Version control integration

# Add to git
git add api-assets/postman/*.json
git add api-assets/README.md
git commit -m "Add Postman collection and environment for API testing"

# Create release tag
git tag -a "postman-v1.0" -m "Initial Postman collection release"
git push origin postman-v1.0

Maintenance workflow

Keep your Postman collections updated as your API evolves to maintain their value for testing and documentation.

When API changes

  1. Update requests in Postman with new endpoints/parameters
  2. Test all requests to ensure they work
  3. Re-export collection:
    Right-click collection → Export → Collection v2.1
    Replace: api-assets/postman/Customer-Management-API.postman_collection.json
    
  4. Update environment if new variables needed
  5. Commit changes to version control

Collection versioning strategy

# Semantic versioning for collections
Customer-Management-API-v1.0.postman_collection.json  # Major API version
Customer-Management-API-v1.1.postman_collection.json  # Minor updates
Customer-Management-API-v2.0.postman_collection.json  # Breaking changes

# Or use git tags
git tag -a "collection-v1.1" -m "Updated collection with new search parameters"

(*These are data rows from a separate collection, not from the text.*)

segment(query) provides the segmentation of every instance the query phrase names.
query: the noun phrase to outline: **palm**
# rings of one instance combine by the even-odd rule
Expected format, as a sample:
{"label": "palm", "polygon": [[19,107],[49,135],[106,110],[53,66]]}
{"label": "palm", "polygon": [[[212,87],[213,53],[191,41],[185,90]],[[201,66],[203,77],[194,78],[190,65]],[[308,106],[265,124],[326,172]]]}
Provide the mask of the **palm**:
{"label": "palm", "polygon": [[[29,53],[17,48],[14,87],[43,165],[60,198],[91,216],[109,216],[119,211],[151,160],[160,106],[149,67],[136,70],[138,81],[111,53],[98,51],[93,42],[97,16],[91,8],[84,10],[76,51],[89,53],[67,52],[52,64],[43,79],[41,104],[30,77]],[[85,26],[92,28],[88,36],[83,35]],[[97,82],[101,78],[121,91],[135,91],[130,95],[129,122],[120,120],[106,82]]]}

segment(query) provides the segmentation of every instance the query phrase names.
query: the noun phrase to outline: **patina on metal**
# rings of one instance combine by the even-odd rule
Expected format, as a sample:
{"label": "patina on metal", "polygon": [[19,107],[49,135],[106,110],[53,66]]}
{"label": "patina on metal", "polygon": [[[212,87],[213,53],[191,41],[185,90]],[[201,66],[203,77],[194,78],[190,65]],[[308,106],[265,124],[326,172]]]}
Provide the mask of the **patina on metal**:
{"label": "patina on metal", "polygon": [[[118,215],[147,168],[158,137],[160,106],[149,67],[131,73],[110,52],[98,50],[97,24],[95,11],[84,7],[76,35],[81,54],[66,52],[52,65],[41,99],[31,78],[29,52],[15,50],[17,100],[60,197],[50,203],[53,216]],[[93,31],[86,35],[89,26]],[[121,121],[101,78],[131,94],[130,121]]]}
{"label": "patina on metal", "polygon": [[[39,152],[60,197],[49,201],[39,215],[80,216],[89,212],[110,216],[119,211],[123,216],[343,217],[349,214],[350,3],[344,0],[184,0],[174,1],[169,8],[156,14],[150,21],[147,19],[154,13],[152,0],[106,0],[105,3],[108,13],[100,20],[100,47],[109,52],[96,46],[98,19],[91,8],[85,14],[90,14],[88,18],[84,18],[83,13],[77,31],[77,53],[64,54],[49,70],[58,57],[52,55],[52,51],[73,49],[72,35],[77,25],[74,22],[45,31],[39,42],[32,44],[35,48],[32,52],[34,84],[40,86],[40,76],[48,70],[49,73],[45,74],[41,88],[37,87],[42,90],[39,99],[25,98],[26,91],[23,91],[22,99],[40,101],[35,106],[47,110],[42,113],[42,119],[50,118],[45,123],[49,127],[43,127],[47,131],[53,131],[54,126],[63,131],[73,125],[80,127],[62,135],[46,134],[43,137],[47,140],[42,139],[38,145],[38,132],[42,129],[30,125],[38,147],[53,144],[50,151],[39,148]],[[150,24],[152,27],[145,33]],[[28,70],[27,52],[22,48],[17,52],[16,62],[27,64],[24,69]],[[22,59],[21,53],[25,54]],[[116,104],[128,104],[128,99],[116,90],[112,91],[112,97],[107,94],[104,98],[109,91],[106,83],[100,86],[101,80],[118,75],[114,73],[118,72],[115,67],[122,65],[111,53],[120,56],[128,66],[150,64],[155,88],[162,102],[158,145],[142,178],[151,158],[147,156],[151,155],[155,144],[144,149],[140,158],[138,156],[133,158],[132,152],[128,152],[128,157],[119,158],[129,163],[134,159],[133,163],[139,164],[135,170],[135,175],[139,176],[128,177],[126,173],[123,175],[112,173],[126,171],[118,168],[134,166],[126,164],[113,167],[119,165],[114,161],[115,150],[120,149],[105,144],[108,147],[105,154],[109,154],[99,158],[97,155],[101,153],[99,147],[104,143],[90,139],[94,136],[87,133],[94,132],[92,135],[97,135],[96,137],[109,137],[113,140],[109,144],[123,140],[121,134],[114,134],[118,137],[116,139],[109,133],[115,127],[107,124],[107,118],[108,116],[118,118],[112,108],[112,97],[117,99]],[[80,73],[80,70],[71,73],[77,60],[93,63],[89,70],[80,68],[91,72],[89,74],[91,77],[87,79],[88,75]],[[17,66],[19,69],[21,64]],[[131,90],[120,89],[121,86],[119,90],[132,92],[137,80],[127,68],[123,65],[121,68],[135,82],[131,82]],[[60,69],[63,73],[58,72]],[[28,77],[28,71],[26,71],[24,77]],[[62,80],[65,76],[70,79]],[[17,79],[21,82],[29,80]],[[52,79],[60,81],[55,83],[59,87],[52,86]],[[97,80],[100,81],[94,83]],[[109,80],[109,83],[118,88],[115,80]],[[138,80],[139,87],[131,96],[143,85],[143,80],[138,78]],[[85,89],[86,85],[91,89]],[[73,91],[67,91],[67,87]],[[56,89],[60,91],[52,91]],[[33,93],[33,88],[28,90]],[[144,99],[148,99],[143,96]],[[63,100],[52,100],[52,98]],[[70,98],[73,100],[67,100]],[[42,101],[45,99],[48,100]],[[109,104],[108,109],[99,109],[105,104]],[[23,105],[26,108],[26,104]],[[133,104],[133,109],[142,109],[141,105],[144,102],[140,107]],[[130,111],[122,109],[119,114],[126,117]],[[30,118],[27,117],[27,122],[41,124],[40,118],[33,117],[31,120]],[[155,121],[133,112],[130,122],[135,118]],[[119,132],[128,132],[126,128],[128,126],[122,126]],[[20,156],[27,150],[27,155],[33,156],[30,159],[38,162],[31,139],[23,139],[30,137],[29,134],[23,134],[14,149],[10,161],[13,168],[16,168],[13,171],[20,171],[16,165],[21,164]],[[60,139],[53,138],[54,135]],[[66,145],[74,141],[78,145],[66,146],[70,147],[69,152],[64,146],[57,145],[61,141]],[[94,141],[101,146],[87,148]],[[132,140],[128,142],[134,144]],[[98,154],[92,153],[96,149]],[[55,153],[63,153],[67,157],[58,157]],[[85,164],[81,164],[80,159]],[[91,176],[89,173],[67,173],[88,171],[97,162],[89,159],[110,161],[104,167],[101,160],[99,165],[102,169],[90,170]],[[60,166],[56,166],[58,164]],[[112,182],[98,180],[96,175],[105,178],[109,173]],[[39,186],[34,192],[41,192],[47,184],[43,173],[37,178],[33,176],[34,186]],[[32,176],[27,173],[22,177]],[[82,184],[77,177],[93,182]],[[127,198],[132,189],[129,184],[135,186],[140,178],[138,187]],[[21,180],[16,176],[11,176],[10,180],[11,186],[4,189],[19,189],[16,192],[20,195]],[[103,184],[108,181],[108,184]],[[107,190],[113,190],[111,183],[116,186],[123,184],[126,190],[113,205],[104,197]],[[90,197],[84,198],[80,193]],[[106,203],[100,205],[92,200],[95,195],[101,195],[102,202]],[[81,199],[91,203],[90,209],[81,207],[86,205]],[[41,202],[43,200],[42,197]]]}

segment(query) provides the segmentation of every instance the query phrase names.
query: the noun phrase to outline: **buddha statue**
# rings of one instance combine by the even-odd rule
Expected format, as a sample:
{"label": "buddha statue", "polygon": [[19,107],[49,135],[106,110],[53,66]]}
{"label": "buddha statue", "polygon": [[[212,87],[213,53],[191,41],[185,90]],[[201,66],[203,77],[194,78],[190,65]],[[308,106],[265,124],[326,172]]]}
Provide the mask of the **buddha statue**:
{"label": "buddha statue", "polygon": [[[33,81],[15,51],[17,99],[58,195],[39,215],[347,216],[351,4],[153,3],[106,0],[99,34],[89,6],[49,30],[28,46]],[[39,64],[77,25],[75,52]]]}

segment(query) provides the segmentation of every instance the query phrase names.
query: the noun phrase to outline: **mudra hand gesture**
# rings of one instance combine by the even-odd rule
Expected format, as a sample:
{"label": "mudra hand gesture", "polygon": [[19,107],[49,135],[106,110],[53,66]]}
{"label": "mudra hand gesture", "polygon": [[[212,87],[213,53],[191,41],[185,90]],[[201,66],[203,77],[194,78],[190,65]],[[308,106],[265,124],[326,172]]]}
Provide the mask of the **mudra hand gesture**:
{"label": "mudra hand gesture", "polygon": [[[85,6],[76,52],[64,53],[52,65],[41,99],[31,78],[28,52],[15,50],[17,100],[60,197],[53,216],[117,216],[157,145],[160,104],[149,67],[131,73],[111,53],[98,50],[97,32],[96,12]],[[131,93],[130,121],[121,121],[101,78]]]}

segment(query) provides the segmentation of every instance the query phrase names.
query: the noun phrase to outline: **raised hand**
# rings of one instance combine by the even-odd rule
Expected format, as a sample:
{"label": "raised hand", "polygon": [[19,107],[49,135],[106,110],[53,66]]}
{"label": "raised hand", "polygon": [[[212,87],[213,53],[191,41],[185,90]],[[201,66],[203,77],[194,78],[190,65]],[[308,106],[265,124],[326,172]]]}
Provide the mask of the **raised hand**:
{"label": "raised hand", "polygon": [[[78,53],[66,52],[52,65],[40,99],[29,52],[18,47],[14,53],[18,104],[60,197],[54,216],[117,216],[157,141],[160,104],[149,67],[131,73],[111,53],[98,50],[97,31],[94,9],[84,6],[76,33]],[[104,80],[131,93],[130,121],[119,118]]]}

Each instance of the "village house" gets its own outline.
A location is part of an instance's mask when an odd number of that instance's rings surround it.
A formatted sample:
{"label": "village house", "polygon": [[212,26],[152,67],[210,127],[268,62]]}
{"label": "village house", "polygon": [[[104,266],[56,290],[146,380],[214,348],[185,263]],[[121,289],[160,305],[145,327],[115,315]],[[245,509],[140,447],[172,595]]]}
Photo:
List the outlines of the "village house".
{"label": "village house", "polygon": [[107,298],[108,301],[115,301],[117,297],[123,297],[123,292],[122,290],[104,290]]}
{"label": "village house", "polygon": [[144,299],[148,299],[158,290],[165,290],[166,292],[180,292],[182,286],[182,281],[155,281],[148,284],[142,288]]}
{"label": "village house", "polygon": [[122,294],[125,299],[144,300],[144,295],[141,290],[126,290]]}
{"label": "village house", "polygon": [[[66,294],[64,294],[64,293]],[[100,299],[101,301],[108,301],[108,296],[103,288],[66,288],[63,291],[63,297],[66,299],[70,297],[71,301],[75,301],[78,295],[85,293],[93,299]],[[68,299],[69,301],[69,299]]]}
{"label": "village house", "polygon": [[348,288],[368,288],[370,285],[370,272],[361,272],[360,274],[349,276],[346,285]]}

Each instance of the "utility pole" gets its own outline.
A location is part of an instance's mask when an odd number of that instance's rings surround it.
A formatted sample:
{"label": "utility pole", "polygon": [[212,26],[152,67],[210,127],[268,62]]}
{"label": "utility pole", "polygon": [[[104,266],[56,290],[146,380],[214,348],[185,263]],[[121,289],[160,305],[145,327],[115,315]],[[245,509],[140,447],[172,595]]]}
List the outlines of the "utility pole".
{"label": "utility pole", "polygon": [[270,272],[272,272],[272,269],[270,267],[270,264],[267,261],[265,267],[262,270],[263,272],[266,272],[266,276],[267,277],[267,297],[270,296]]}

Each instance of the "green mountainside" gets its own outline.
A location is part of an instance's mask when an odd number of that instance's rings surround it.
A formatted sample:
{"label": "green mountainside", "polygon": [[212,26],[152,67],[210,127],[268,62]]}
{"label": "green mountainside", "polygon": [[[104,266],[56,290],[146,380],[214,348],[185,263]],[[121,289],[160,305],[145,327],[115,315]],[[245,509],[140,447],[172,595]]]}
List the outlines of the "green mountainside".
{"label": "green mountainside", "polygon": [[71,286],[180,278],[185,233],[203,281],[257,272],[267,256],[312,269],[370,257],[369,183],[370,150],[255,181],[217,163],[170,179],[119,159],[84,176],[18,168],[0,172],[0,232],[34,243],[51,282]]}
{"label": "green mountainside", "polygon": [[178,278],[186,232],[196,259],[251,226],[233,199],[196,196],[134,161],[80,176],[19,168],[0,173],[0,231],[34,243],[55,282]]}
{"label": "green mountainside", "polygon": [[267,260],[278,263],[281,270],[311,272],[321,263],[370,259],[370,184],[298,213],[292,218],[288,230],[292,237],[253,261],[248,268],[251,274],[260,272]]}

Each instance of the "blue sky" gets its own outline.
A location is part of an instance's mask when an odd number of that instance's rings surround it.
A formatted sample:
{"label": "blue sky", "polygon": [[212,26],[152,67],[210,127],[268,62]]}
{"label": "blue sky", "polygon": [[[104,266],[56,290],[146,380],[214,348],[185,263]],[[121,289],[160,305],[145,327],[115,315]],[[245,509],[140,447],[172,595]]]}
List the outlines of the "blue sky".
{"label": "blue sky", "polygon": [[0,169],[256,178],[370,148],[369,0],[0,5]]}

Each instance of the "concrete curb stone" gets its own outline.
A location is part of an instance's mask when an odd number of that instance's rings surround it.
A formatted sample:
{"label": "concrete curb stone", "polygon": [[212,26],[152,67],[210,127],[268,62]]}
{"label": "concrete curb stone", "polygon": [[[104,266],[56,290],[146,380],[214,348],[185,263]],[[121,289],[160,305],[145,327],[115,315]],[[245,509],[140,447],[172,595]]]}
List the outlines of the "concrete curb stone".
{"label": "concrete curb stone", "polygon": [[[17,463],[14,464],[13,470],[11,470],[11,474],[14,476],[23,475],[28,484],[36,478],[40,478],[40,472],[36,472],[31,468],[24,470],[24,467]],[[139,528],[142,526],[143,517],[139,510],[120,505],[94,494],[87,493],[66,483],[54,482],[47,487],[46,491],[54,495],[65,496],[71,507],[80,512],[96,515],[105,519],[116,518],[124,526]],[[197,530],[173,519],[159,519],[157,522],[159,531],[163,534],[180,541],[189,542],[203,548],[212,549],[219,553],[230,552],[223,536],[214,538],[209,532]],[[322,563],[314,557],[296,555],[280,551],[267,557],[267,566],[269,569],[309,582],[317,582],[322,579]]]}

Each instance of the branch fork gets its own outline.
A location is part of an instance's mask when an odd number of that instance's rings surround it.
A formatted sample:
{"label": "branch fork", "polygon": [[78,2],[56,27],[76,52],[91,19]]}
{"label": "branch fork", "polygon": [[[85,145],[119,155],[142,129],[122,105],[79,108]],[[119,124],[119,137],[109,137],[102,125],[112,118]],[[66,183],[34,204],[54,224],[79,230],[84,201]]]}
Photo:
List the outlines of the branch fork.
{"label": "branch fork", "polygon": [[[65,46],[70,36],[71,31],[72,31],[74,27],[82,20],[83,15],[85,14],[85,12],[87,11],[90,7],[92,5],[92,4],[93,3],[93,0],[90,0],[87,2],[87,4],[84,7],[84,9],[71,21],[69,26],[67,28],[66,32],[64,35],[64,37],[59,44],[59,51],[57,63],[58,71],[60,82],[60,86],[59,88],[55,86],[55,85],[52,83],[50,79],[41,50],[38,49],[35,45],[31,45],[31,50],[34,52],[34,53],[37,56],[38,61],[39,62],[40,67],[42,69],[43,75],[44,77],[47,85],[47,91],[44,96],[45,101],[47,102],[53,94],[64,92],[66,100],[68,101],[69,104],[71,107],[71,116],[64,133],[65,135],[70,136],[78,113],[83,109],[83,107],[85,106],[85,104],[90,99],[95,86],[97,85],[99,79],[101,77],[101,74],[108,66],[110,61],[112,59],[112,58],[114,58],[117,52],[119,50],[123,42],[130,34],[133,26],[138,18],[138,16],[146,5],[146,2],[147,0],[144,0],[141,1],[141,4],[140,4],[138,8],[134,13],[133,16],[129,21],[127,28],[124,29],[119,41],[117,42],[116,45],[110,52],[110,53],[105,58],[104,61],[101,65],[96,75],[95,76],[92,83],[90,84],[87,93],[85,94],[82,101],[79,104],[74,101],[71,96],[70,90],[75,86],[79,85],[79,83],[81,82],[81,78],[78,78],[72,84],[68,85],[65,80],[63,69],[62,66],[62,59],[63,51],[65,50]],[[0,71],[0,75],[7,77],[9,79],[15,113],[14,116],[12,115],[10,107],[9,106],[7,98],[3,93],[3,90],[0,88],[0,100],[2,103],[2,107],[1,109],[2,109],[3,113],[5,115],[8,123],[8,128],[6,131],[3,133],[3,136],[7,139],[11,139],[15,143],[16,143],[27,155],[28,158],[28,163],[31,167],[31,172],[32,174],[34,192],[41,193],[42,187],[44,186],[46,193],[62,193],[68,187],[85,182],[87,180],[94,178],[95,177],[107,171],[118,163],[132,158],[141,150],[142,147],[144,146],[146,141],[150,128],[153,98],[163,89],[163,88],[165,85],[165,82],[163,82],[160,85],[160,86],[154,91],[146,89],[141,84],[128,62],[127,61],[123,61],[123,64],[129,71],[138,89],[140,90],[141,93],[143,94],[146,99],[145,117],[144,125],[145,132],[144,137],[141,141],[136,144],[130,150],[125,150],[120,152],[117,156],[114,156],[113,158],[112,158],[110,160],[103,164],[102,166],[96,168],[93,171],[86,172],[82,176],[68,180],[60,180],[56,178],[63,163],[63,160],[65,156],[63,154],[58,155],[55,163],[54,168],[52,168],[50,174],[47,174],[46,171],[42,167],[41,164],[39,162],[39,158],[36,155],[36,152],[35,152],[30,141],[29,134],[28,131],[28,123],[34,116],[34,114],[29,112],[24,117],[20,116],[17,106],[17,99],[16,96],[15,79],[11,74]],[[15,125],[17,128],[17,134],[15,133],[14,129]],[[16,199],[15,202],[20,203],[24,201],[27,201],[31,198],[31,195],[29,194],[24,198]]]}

Pro tips for technical writers

Collection Enhancement Features

// Add to request Pre-request Script for dynamic data
pm.globals.set("timestamp", new Date().toISOString());
pm.globals.set("randomId", "CUST" + Math.floor(Math.random() * 1000));

// Add to request Tests for response validation
pm.test("Status code is 200", function () {
    pm.response.to.have.status(200);
});

pm.test("Response has required fields", function () {
    const jsonData = pm.response.json();
    pm.expect(jsonData).to.have.property('id');
    pm.expect(jsonData).to.have.property('name');
});

Documentation Integration

  • Add request descriptions that match OpenAPI documentation
  • Include example scenarios in request names
  • Link to API docs in collection description
  • Document expected responses in request descriptions

Testing scenarios to include

Good: Happy Path Tests:
- Create → Read → Update → Delete workflow
- Successful search with various filters
- Batch operations with valid data

Good: Error Condition Tests:
- Invalid customer IDs (404 errors)
- Missing required fields (400 errors)
- Invalid enum values (400 errors)
- Duplicate customer creation (409 errors)

Good: Edge Case Tests:
- Empty search results
- Pagination boundaries
- Maximum batch sizes

Result: A professional Postman collection that showcases API testing skills and provides immediate value to developers and testers.

Your export location

Save your exported files to:

/path/to/your/project/api-assets/postman/

The directory structure is ready and waiting for your Postman exports.